Peter Brant bought Interview after Warhold died for a reported $10 million. Brant was a friend of Warhol’s, a major collector of his works, and a publisher of Interview since its founding. In buying the magazine, Brant ensured continuity for a key part of Warhol’s estate: The magazine is at least as important, in Warhol’s oeuvre, as any of the 200-odd Warhols Brant currently owns.
Which is why Brant’s decision to starve Interview of funds, and ultimately to let it die, is a tragic one. Brant, a philanthropist whose net worth was reported at some $500 million in 2010 and which has probably gone up since then along with the general market in Warhol paintings, can easily afford to keep it going, at a cost that is surely less than the annual sum he pays to insure his collection. Brant has, over the decades, been a force for good in terms of preserving his old friend’s legacy. Clearly, those days are now over. But that doesn’t mean that Warhol’s magazine has lost the support of the only person who could keep it alive. The Andy Warhol Foundation should buy it.
When Brant bought Interview, he purchased it from the Warhol estate, which at the time was asset rich and cash poor. Today, the Andy Warhol Foundation for the Visual Arts has given away hundreds of millions of dollars and is sitting on net assets of more than $300 million. As a general rule, the foundation does not buy Warhol artworks, but Interview is exceptional in many ways. Foremost among them: It’s a living thing, which needs nurturing. Warhol’s paintings are valuable enough that the foundation can reasonably assume that their owners will take good care of them. Without a publisher, however, there’s a very good chance that Interview will simply and ignobly be left for dead.
The one good thing about a bankruptcy filing is that it wipes the slate clean. Peter Brant loved to pay top dollar for boldface names like creative director Fabien Baron, who claims that he’s owed some $600,000 by the magazine; Brant was also happy to lose money on every subscription, by charging just $25 per year for 10 issues of a glossy book that surely cost more than that just to print and distribute. (The cover price was $10 per issue.)
Print-magazine economics are not what they used to be, and luxury advertisers are no longer a source of unlimited cash. But if the Warhol Foundation were to rescue Interview, that would bring in new advertisers from the art world while reifying its status as a unique art object in its own right. In today’s media landscape, nothing is certain. But the Interview franchise is a strong one, and there are many incredibly talented and inventive editors who would love to reimagine it for the social-media age—something Brant, stuck in an earlier era, never really attempted. It’s definitely worth a try.

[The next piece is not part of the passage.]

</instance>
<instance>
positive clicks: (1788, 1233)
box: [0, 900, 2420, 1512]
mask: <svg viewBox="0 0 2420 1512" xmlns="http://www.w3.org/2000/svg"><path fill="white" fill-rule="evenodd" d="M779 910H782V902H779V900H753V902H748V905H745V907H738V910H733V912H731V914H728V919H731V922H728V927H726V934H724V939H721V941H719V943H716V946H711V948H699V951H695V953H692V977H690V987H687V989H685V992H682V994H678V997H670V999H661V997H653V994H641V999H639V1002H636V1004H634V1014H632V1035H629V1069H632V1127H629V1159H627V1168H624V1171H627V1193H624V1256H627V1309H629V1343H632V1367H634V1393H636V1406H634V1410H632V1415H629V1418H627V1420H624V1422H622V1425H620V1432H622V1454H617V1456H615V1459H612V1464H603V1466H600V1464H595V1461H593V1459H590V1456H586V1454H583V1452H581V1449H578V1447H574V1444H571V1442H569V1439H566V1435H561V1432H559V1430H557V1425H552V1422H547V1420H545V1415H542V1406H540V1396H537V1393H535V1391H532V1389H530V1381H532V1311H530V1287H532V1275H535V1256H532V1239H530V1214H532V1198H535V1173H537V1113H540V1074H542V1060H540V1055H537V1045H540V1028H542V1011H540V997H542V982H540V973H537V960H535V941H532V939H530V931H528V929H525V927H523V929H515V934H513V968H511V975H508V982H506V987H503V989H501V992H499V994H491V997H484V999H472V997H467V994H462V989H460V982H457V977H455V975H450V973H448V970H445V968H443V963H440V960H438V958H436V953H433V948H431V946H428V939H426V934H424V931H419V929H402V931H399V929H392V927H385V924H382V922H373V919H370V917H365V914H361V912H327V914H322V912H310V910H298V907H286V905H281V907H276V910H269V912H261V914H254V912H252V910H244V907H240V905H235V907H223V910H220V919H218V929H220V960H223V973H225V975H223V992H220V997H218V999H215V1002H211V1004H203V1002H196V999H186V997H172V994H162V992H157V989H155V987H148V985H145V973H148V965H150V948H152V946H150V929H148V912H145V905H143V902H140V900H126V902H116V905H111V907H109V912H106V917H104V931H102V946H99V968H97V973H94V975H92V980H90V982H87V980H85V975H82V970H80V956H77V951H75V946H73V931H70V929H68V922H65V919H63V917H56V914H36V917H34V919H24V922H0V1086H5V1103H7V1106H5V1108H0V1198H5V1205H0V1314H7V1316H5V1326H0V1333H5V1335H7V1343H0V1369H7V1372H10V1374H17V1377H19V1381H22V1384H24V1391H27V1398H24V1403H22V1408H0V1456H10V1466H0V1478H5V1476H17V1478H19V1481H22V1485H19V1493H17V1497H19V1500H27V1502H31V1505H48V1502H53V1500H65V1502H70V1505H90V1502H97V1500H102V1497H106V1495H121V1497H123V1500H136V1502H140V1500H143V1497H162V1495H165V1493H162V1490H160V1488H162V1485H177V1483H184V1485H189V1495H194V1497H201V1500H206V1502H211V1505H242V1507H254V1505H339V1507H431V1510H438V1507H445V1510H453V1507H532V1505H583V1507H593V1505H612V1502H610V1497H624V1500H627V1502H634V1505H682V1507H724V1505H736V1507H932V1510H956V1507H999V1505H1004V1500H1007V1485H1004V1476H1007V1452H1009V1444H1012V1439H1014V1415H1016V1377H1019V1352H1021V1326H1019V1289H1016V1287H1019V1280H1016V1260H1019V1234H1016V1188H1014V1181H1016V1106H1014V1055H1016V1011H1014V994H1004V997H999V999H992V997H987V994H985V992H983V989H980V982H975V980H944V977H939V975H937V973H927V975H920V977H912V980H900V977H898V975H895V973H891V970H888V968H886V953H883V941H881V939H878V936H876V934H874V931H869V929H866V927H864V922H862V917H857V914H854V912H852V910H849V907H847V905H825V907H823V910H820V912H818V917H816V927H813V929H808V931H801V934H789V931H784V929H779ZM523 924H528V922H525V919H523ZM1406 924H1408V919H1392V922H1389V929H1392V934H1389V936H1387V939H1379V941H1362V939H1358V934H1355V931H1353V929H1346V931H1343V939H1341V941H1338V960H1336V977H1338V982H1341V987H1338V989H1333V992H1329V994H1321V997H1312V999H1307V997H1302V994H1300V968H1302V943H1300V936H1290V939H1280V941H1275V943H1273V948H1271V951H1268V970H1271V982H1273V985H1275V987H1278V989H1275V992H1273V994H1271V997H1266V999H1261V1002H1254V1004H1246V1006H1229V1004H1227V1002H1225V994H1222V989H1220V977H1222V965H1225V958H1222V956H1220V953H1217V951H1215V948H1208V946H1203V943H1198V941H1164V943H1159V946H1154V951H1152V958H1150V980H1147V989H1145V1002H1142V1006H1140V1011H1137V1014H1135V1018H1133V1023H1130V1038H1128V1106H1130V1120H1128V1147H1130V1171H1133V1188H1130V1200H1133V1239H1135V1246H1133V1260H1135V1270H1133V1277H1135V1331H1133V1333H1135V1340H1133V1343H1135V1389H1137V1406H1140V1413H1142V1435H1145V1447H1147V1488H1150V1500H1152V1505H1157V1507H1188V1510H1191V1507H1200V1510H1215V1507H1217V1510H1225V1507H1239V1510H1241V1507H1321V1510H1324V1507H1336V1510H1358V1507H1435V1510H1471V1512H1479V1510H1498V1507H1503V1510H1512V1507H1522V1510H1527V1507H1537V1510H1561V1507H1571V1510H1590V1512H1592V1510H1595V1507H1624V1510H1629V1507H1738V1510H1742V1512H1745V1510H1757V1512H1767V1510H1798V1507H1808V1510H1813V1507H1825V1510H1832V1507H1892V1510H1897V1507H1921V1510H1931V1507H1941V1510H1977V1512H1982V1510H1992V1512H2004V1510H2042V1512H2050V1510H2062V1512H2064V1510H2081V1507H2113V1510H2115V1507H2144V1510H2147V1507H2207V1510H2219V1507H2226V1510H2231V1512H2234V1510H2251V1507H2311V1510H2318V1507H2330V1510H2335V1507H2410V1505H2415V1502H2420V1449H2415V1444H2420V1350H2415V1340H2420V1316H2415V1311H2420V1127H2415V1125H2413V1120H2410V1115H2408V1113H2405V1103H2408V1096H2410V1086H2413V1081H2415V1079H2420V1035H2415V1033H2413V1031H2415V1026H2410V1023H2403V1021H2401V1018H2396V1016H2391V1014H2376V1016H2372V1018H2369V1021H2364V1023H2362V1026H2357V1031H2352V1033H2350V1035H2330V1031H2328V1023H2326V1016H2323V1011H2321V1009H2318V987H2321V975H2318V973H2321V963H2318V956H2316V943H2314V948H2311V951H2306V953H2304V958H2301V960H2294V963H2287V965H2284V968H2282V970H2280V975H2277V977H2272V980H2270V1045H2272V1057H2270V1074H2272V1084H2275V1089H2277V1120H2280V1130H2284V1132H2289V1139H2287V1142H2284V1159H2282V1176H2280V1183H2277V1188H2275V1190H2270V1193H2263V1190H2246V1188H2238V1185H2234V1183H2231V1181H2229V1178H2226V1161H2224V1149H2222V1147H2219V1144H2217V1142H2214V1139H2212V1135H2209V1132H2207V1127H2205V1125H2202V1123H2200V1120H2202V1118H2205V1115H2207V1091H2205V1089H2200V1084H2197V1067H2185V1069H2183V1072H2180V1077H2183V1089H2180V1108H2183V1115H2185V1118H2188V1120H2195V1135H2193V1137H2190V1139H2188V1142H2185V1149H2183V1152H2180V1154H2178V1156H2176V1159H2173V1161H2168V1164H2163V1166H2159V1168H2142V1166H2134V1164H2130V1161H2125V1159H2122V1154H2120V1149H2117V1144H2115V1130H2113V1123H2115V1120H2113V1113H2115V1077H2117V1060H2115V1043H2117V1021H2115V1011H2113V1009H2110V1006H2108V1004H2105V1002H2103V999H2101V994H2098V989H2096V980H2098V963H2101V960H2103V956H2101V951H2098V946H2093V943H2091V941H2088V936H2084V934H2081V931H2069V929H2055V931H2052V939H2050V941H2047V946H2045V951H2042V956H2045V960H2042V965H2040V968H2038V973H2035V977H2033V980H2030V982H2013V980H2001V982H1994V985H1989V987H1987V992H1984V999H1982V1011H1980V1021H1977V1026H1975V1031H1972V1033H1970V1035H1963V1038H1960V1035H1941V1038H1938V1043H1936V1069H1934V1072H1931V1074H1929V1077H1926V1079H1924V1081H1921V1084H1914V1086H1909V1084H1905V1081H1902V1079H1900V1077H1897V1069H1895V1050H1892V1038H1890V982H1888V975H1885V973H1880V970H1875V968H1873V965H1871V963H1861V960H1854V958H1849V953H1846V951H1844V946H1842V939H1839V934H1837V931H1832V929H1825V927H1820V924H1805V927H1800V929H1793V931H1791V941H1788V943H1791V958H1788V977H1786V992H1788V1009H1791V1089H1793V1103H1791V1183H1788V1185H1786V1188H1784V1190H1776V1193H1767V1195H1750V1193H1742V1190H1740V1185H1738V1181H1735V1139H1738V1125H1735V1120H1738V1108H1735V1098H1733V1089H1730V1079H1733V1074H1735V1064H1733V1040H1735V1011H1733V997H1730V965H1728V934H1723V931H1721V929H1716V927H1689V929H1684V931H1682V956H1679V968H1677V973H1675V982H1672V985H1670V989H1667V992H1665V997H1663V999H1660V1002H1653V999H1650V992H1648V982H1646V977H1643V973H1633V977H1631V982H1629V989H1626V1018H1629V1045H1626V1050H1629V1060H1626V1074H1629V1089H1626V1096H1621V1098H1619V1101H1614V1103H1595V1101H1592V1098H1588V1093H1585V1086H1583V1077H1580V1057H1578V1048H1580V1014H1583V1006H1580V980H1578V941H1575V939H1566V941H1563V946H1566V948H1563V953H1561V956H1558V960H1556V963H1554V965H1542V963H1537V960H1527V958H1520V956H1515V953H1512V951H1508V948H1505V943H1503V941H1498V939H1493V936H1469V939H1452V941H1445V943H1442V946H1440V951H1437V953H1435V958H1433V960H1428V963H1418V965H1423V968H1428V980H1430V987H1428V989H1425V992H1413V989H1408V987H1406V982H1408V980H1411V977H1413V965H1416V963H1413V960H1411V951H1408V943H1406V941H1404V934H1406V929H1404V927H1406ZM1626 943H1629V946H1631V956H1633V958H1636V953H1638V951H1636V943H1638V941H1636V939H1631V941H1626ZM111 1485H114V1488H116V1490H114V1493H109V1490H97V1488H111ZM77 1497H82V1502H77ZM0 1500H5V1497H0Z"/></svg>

We have seen a lot of magazines wither or disappear in recent years. Many deserve to be mourned, even if there’s no financially justifiable way of resuscitating them. But Interview is far too important, both as an artwork and as a magazine, for the foundation to simply let go. The Warhol Foundation is not a for-profit publisher. It exists to continue Warhol’s legacy. Allowing Interview’s visual inventiveness to continue into the future is the first best way for it to do that. They should buy it back, bring it back to life, and make it an integral part of Warhol’s bequest. Perhaps, with hindsight, it should have stayed there all along.